Scoop : l’allergie au latex devrait s’explorer avec le nez !

lundi 2 avril 2012 par Dr Stéphane Guez550 visites

Accueil du site > Allergènes > Contact > Scoop : l’allergie au latex devrait s’explorer avec le nez !

Scoop : l’allergie au latex devrait s’explorer avec le nez !

Scoop : l’allergie au latex devrait s’explorer avec le nez !

lundi 2 avril 2012, par Dr Stéphane Guez

Valeur diagnostique de l’analyse des IgEs dans l’allergie au latex. : Mehmet Ünsela, Nihal Meteb, Ömür Ardenizb, Aytül Sinb, Okan Gülbaharb, Ali Kokuludağb

aDivision of Allergy, Department of Internal Medicine, Tepecik Training and Research Hospital, İzmir, and
bDivision of Allergy and Clinical Immunology, Department of Internal Medicine, Ege University Medical Faculty, Ege, Turkey

dans int Arch Allergy Immunol 2012 ;158:281-287 (DOI : 10.1159/000332929)

- Introduction :

  • La précision des méthodes utilisées pour le diagnostic de l’allergie au latex est d’une grande importance en raison de la possibilité de résultats faussement positifs.
  • Ni les prick-tests (SPT) ni les IgE spécifiques au latex n’ont une valeur prédictive positive de 100%.
    - Objectif de l’étude :
  • Les auteurs ont analysé la valeur diagnostique des IgE spécifiques au latex par la première étude réalisant de façon concomitante des SPT et un test de provocation nasale (NPT) au latex.

- Matériel et Méthode :

  • 27 patients sensibilisés au latex (groupe 1), 46 patients sensibilisés aux pneumallergènes (groupe 2a) et 33 patients sains (groupe 2b) ont participé à cette étude.
  • Tous les groupes ont eu des SPT avec latex et pneumallergènes et un NPT avec du latex.
  • Les IgEs au latex et les IgE totales ont été mesurées par immuno-CAP.

- Résultats :

  • Les IgE spécifiques au latex sont positives chez 92.6%, 30.4% et 9.1% des patients respectivement des groupes 1, 2a et 2b.
  • Les 11 patients sensibilisés aux pneumallergènes du groupe 1 et tous les patients du groupe 2a sont sensibilisés de façon prédominante aux pollens (graminées, herbacées et arbres) et réagissent à un moindre degré aux acariens de la poussière de maison, aux moisissures et aux squames animales.
  • Les pollinoses mixtes sont beaucoup plus fréquentes chez les patients ayant des IgEs au latex dans le groupe 2a que ceux ayant des IgE au latex négatives (p = 0.001).
  • Le NPT est positif chez 84% des patients du groupe 1 et négatif chez tous les sujets contrôles.
  • Les : sensibilité, spécificité et valeur prédictive négative et positive des dosages d’IgEs au latex, sont respectivement de 90.9%, 72.2%, 96.3% et 50%.

- Conclusion :

  • Le pourcentage élevé de faux résultats positifs des IgEs immuno-CAP au latex doit être pris en compte lorsqu’on porte le diagnostic d’allergie au latex chez des patients ayant une pollinose, particulièrement chez les patents sensibilisés à plus d’une espèce de pollens.

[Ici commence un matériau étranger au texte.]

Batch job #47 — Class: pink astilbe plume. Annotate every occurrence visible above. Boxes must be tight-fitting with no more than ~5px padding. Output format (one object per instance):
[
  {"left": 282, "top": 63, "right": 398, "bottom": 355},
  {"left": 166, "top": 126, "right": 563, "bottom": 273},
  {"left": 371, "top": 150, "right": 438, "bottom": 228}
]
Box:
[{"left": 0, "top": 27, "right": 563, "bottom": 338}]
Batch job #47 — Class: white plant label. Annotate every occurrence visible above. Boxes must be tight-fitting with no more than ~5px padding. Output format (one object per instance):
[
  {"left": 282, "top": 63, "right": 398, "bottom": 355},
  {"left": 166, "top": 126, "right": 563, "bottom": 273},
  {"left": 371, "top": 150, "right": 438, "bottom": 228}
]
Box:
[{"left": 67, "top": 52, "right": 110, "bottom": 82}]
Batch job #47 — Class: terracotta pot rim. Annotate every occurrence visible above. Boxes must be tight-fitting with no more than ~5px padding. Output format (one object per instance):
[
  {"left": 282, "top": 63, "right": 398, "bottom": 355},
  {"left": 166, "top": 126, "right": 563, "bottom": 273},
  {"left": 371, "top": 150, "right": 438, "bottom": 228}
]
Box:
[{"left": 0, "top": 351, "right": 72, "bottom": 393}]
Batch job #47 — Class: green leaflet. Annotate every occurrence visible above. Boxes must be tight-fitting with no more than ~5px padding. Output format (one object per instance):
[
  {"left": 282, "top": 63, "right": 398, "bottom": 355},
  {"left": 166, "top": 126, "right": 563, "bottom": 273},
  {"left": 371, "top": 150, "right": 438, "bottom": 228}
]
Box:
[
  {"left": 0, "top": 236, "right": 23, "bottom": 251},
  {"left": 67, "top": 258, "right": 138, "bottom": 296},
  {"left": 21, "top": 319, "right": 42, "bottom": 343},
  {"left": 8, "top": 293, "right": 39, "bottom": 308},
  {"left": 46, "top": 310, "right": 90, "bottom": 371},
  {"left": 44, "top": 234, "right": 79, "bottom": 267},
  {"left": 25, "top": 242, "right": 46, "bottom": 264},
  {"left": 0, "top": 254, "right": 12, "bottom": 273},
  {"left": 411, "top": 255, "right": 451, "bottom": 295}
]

Dans ce travail les auteurs ont testé la valeur des prick-tests cutanés et des dosages d’IgEs au latex chez des patients sensibilisés au latex en réalisant un test de provocation nasale dans le même temps d’exploration. La valeur prédictive positive n’est que de 50% pour les explorations allergologiques classiques.

Ce travail intéressant confirme les difficultés de l’exploration allergologique qui extrapole toujours des résultats de tests qui ne révèlent en réalité qu’une sensibilisation, et le diagnostic d’allergie doit toujours être confirmé soit par les données anamnestiques soit par un test de provocation lorsqu’il est possible.

Ici les auteurs ont pris comme test de référence un test de provocation par voie nasale au latex.

L’importance des sensibilisations au latex est plus importante chez les patients poly sensibilisés aux pollens ce qui confirme l’importance des réactivités croisées chez ces patients.

Les résultats de cette étude sont assez inquiétants car la valeur prédictive de tests cutanés positifs et IgEs positives n’est que de 50%. Donc pour 1 patient sur 2 le diagnostic d’allergie au latex est porté en excès avec des conséquences parfois très importantes sur le plan professionnel dans le domaine de la santé.

Mais dans cette étude il ne semble pas que les auteurs ont utilisé les outils du diagnostic allergologique moléculaire pour déterminer en particulier la molécule sensibilisante du latex impliquée et repérer le patient sensibilisé à un pan-allergène.